Одно было чрезвычайно обидно – праздновать юбилей приходилось, будучи оторванным от правления банка. Поэтому я не смог получить установленного нашим банком жетона за двадцатипятилетнюю службу.

Накануне торжества я позвал сына и сказал ему следующее:

– Ты знаешь, что в прежние времена из Москвы вывозилось больше вина, чем ввозилось?

– Да что ты, папа, как же это могло быть?

– А вот догадайся.

– Значит, там делали вино.

– Да, совершенно верно. Там фальсифицировали в основном красное вино, и думаю, что главной составляющей была черника. А ну-ка, Толюша, давай попробуем устроить к завтрашнему дню глинтвейн.

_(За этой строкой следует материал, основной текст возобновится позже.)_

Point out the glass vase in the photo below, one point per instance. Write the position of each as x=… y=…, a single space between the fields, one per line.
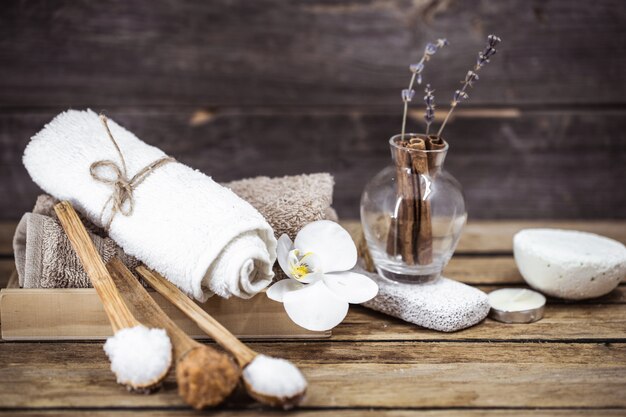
x=413 y=212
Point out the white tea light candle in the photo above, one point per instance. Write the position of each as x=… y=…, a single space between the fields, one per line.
x=516 y=305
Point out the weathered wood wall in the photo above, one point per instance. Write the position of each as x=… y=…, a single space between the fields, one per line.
x=267 y=87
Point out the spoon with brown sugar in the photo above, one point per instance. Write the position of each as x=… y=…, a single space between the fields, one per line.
x=140 y=357
x=273 y=381
x=205 y=376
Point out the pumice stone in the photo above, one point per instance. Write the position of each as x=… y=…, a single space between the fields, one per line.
x=569 y=264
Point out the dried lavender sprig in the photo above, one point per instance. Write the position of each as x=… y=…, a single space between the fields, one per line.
x=429 y=114
x=416 y=70
x=472 y=76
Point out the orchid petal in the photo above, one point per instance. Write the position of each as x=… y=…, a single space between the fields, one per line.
x=315 y=307
x=277 y=291
x=285 y=245
x=330 y=242
x=351 y=287
x=311 y=278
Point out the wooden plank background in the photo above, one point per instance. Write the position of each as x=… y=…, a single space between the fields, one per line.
x=242 y=88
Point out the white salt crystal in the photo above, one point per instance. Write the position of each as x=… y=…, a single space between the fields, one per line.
x=139 y=356
x=274 y=377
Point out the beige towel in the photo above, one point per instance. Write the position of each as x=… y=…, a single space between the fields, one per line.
x=45 y=259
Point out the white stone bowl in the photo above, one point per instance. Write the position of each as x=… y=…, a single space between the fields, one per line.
x=569 y=264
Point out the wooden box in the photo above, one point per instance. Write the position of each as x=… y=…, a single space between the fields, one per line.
x=77 y=314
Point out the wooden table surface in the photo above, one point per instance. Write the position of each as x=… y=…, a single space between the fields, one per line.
x=573 y=362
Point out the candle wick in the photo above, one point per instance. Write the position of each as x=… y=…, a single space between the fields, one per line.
x=520 y=294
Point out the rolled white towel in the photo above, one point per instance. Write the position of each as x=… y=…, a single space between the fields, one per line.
x=184 y=225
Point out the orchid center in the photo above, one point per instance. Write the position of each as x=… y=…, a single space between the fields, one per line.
x=301 y=266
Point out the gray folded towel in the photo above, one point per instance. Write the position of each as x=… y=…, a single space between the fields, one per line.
x=44 y=257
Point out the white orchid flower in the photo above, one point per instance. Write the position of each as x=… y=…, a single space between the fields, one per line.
x=320 y=287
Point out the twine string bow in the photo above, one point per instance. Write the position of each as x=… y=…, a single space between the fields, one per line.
x=122 y=199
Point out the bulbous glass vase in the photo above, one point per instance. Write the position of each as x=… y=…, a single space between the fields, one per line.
x=413 y=212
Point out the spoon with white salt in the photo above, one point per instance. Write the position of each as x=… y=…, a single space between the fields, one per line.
x=204 y=375
x=140 y=357
x=273 y=381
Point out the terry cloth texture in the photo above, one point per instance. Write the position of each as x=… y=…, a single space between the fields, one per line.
x=197 y=233
x=45 y=259
x=444 y=305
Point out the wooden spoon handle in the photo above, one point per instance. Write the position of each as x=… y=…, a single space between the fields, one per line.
x=146 y=307
x=208 y=324
x=116 y=310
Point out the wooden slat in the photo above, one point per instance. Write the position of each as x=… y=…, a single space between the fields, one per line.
x=389 y=375
x=470 y=270
x=333 y=412
x=561 y=322
x=536 y=165
x=296 y=53
x=497 y=236
x=7 y=266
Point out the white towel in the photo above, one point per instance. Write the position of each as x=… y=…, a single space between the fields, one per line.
x=198 y=234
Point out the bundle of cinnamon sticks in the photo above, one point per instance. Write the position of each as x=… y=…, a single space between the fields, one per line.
x=410 y=231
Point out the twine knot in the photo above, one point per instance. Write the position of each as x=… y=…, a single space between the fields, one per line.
x=122 y=198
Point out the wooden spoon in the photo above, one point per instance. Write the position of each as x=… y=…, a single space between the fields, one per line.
x=242 y=353
x=205 y=376
x=114 y=306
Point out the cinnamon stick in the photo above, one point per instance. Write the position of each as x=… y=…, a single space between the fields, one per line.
x=423 y=229
x=400 y=239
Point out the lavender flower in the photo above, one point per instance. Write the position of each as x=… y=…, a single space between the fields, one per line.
x=472 y=76
x=429 y=114
x=407 y=95
x=416 y=70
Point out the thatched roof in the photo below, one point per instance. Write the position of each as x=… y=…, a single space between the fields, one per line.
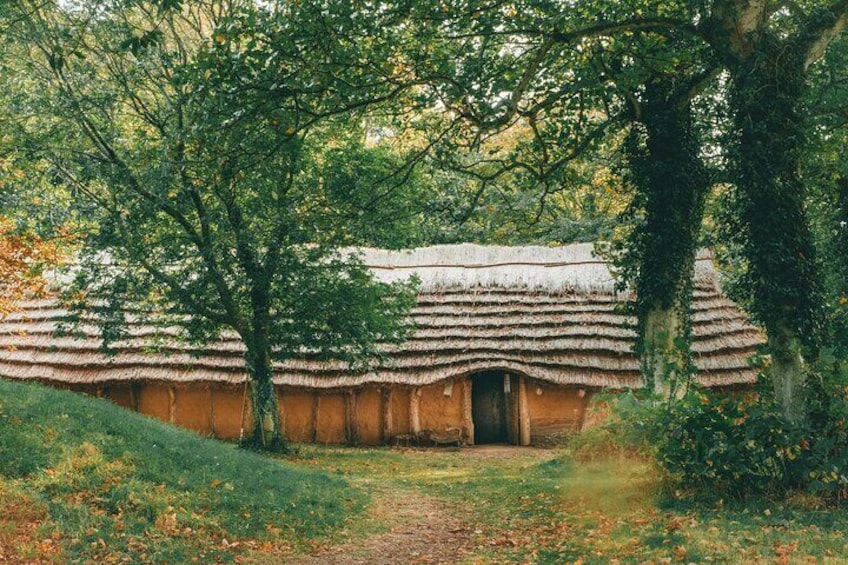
x=549 y=313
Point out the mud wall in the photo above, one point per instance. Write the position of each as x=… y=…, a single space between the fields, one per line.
x=368 y=415
x=555 y=411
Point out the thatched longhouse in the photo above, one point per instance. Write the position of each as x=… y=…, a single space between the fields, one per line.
x=509 y=345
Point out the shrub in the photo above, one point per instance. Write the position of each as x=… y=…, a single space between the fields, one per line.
x=730 y=444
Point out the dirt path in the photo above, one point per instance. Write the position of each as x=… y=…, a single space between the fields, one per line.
x=422 y=530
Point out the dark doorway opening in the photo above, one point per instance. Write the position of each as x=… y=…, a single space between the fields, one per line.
x=489 y=408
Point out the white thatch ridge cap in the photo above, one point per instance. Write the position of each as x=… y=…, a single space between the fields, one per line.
x=551 y=269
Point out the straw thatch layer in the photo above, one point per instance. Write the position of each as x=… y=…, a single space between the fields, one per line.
x=549 y=313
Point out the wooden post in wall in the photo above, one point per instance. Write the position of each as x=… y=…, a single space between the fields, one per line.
x=351 y=435
x=281 y=409
x=414 y=417
x=135 y=392
x=172 y=405
x=467 y=416
x=523 y=413
x=316 y=406
x=386 y=413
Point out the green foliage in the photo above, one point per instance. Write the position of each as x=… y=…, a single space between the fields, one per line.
x=153 y=492
x=729 y=445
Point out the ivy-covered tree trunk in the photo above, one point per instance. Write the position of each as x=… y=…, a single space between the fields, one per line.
x=767 y=91
x=267 y=432
x=671 y=188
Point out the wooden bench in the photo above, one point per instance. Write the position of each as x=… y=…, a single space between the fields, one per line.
x=448 y=436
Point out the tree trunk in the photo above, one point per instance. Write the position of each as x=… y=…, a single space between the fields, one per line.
x=267 y=434
x=672 y=185
x=778 y=244
x=788 y=372
x=662 y=360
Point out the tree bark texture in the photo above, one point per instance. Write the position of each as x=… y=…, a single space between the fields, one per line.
x=672 y=184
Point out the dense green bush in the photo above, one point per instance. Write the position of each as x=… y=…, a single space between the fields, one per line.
x=729 y=444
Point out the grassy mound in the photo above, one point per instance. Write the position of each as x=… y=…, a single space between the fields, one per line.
x=104 y=484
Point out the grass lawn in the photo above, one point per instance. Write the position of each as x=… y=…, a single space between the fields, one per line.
x=535 y=506
x=82 y=480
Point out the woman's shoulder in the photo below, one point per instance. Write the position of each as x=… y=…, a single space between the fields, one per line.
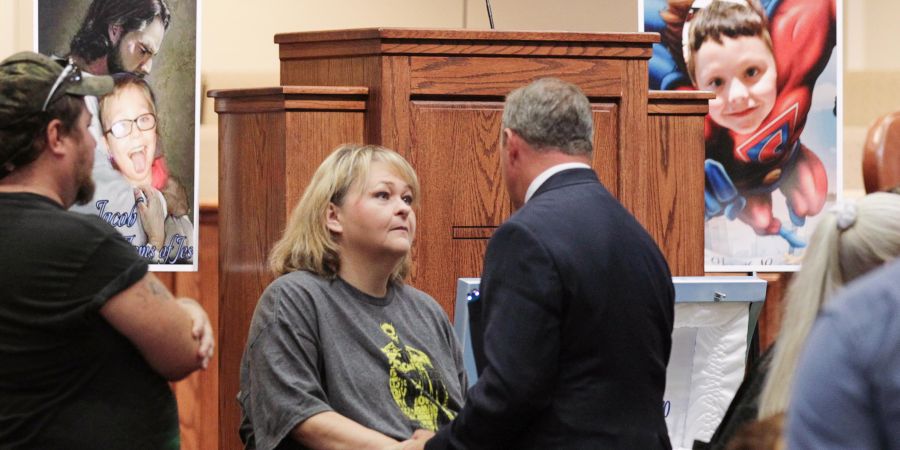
x=421 y=300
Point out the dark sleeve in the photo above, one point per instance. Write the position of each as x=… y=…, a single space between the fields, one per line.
x=112 y=267
x=520 y=292
x=283 y=367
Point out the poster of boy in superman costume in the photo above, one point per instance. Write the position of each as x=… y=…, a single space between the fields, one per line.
x=772 y=130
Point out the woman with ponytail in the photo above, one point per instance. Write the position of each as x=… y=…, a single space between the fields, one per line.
x=854 y=239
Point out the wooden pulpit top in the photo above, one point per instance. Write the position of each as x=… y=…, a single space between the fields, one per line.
x=386 y=41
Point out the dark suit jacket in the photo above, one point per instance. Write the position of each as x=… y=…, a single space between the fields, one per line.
x=576 y=323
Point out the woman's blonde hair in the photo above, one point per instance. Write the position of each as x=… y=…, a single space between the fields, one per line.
x=307 y=243
x=848 y=242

Мой Толюшка живо вернулся из аптеки с черникой, гвоздикой и корицей и через час притащил ко мне стаканчик глинтвейна. Разница с красным вином значительная, но напиток, который можно назвать жидким кисельком со спиртом, был настолько недурен, что мы решили приготовить его уже в большом количестве.

Настало и завтра. В десять часов я спустился в банк, где после молебствия, отслуженного соборным протоиереем, меня приветствовали подношением адреса все служащие отделения, а члены Учетного комитета во главе с Павлом Васильевичем Ивановым – речью и вручением серебряной братины. В силу оторванности от столиц выбор подарков был скуден, и братина совершенно не подходила к случаю, ибо представляла собой приз для конских бегов с изображением коня и всадника.

Пришла телеграмма от Поклевского-Козелла. Старик огорчил меня тем, что не приехал на мое торжество.

Вечер удался на славу. Приглашены все служащие отделения, члены Учетного комитета и кое-кто из знакомых. Собралось человек тридцать пять-сорок. Ужин был хорош по времени, но несравним с прежними торжествами. Нельзя было достать фазанов, отсутствовала и волжская стерлядка, и икра. За ужином подали «знаменитый» глинтвейн. Все с наслаждением его пили, похваливая вино, и только один Сергей Федорович Злоказов, нагнувшись над моим ухом, потихоньку спросил:

– Из чего, собственно, состоит эта гадость?

Начались, как водится, поздравительные тосты. Выслушав их, я подошел к концу стола и попросил слова.

– Я должен предупредить вас, господа, что хочу занять у вас много времени и внимания. Надеюсь, как юбиляр я заслужил это право.

– Просим, просим! – послышались возгласы.

– Прошло четверть века, как я совсем молодым человеком переступил порог нашего банка. Как томительно долго шли эти годы и как они коротки! Помнишь все, как будто происходило это всего несколько месяцев тому назад.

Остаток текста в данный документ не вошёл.